Gestreikt…

Es geht ja stets noch ein bisschen fieser…

Erst streiken die Kindergartentanten. Dann stellt man auch bei der Bahn fest, dass es wieder einmal Zeit ist, die Arbeit niederzulegen und streikt ebenfalls – seit einem Jahr etwa geht das bei der Bahn so. Dass sich das ändern wird, davon geht mittlerweile eigentlich niemand mehr aus. Herr Weselsky wird es schon zu verhindern wissen, dass sich eine Einigung einstellt.
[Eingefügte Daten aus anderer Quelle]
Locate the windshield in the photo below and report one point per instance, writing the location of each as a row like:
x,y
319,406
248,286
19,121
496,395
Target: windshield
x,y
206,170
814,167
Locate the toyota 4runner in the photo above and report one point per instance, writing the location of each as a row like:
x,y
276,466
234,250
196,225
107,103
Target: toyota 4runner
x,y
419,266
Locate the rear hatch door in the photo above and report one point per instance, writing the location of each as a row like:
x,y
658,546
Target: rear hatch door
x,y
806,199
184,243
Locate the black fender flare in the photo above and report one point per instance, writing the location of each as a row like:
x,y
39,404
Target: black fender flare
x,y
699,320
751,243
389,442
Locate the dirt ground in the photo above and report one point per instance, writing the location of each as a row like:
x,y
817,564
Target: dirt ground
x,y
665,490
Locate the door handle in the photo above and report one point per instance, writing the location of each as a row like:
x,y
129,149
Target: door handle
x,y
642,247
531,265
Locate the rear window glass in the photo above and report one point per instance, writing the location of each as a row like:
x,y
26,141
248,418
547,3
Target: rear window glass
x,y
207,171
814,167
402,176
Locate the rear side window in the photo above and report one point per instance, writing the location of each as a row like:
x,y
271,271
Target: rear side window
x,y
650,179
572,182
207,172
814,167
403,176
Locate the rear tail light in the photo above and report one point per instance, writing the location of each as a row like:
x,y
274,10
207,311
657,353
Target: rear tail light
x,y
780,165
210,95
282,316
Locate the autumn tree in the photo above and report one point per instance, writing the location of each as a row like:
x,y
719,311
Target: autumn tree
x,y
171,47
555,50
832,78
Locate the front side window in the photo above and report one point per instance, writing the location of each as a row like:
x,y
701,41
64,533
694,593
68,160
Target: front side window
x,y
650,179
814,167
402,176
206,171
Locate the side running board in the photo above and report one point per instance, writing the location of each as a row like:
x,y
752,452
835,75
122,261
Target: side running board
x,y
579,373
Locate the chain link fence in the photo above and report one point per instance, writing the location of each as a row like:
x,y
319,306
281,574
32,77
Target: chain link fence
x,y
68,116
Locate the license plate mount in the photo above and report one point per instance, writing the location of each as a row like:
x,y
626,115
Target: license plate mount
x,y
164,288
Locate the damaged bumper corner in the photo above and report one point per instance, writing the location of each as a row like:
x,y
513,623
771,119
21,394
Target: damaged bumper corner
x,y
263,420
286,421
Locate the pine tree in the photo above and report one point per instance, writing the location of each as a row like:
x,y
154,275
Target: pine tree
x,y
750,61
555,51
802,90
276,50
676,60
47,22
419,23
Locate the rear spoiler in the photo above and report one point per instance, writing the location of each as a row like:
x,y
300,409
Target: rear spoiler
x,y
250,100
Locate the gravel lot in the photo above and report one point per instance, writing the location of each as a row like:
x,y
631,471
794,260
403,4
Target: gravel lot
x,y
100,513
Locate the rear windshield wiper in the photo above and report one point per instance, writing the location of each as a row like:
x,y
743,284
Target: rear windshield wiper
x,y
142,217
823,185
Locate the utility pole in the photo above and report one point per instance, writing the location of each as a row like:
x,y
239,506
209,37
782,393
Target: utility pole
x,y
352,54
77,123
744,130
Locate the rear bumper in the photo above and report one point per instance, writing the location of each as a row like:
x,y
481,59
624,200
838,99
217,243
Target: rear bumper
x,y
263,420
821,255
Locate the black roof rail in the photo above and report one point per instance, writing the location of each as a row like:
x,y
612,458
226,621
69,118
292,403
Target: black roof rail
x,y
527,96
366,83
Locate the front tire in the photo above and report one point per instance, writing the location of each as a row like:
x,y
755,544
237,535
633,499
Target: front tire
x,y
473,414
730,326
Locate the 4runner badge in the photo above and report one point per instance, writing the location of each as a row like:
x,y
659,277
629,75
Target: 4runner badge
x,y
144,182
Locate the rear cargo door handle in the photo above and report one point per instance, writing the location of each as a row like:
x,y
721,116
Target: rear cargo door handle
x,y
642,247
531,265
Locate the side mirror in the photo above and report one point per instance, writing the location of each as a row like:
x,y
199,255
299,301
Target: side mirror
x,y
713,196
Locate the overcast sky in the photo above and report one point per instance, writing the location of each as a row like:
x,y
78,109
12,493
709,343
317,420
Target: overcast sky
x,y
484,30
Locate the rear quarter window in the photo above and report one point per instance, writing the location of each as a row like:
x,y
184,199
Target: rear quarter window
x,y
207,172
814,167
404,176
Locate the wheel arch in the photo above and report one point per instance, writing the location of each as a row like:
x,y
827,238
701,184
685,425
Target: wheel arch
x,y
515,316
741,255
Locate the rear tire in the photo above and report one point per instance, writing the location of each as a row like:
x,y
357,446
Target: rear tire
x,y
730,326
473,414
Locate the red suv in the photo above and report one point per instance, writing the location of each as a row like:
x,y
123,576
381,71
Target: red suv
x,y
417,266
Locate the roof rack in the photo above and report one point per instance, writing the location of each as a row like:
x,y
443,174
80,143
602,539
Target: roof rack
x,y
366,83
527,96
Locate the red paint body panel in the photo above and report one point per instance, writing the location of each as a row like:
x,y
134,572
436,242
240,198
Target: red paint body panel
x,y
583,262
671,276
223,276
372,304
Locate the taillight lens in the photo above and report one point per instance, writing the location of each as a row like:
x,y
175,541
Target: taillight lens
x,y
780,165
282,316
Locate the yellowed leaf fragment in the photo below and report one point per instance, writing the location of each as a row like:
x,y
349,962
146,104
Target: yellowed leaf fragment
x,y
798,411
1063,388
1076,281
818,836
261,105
Bleibt die Frage, wozu man in Zukunft noch Kindergärten und Zugverkehr braucht, wenn man keinen Job mehr hat, mit dem man beides bezahlen kann. Sicher kann man es niemandem verdenken, wenn er für bessere Arbeitsverhältnisse kämpft. Bleibt nur die Frage nach der Verhältnismäßigkeit. Und die Frage, ob es nicht Sinn macht, neben den sicher berechtigten Gehalts- und Arbeitszeitforderungen auch einen kleinen Gedanken an die zu verwenden, die als Kollateralschaden nebenherlaufen – die Eltern, Berufstätigen und berufstätigen Eltern.
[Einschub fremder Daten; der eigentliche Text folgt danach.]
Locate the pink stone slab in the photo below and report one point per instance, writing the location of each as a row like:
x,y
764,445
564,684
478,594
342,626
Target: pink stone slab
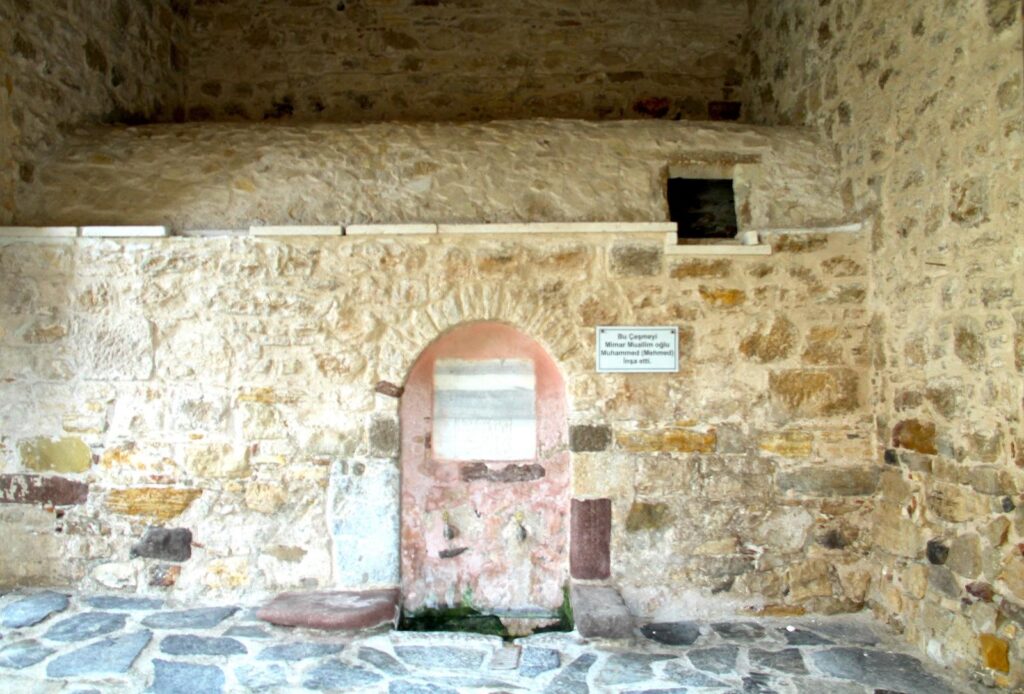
x,y
332,609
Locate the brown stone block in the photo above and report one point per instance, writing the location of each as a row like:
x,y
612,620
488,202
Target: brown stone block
x,y
771,345
158,503
994,651
722,298
669,440
40,489
787,443
507,473
587,437
815,393
590,548
914,435
701,268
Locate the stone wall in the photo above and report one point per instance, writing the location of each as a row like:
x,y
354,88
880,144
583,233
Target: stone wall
x,y
206,176
923,102
432,60
67,63
226,386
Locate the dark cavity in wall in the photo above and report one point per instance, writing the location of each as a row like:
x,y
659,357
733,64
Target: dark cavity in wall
x,y
702,208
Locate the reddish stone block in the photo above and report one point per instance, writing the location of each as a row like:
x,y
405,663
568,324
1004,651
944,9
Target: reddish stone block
x,y
333,610
40,489
590,549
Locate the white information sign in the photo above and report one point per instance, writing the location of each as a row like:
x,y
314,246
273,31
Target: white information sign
x,y
637,349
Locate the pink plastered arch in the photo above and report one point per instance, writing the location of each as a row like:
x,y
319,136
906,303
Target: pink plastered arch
x,y
507,541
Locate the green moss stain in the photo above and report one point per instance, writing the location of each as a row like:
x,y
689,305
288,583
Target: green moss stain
x,y
44,454
461,618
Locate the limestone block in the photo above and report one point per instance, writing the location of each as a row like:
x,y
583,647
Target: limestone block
x,y
668,440
117,575
811,578
786,443
363,508
217,460
67,454
119,349
264,496
965,556
827,480
895,533
785,529
815,392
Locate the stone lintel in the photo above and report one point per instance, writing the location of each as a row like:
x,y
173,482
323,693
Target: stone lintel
x,y
38,231
124,231
388,229
296,230
560,227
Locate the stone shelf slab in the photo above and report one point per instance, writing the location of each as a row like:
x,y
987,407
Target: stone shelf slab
x,y
600,612
38,231
296,230
124,231
333,609
389,229
560,227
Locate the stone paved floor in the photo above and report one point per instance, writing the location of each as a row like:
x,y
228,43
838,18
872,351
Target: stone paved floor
x,y
104,644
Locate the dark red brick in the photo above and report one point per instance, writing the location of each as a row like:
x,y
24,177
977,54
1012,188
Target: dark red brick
x,y
42,489
590,552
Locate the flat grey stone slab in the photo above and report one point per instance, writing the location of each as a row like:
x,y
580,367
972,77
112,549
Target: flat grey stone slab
x,y
200,617
402,687
600,612
788,660
33,609
572,679
193,645
628,668
878,668
298,651
672,633
738,631
760,683
440,657
718,659
539,660
383,661
248,632
172,677
802,637
688,677
108,656
24,653
85,625
261,677
335,675
113,602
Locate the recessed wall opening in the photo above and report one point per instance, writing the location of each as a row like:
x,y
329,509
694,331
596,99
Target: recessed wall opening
x,y
704,208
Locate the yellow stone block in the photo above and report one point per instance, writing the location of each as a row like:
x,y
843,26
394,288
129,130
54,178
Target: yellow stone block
x,y
787,443
159,503
669,440
995,652
66,454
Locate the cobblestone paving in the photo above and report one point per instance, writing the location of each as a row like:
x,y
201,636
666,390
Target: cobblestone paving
x,y
49,643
Letztens übrigens, das ist ein anderes Thema, geht jedoch in die gleiche Richtung, machte der Kindergarten mal wieder zu. An einem sogenannten „Brückentag“. Da ist ja schließlich jeder zuhause. Die Schließzeiten der KiTa, dies sei erwähnt, überschreiten auch ohne diese Brückentage bereits meinen Urlaub. Und da war noch kein Kind krank und musste daheim bleiben. Oder hatte Läuse und wurde für 10 Tage nach Hause geschickt. Auf diesen offensichtlichen Missstand angesprochen reagiert die KiTa-Leitung irritiert. Man könnte doch auch mal getrennt Urlaub machen. Ach und überhaupt: Was ist mit Oma und Opa? Und sei es nicht das Beste für das Wohl des Kindes, vielleicht auch im Job ein bisschen kürzer zu treten? Nicht zuletzt könne man ja auch einfach die Einrichtung wechseln, wenn man mit den Schließzeiten nicht einverstanden ist.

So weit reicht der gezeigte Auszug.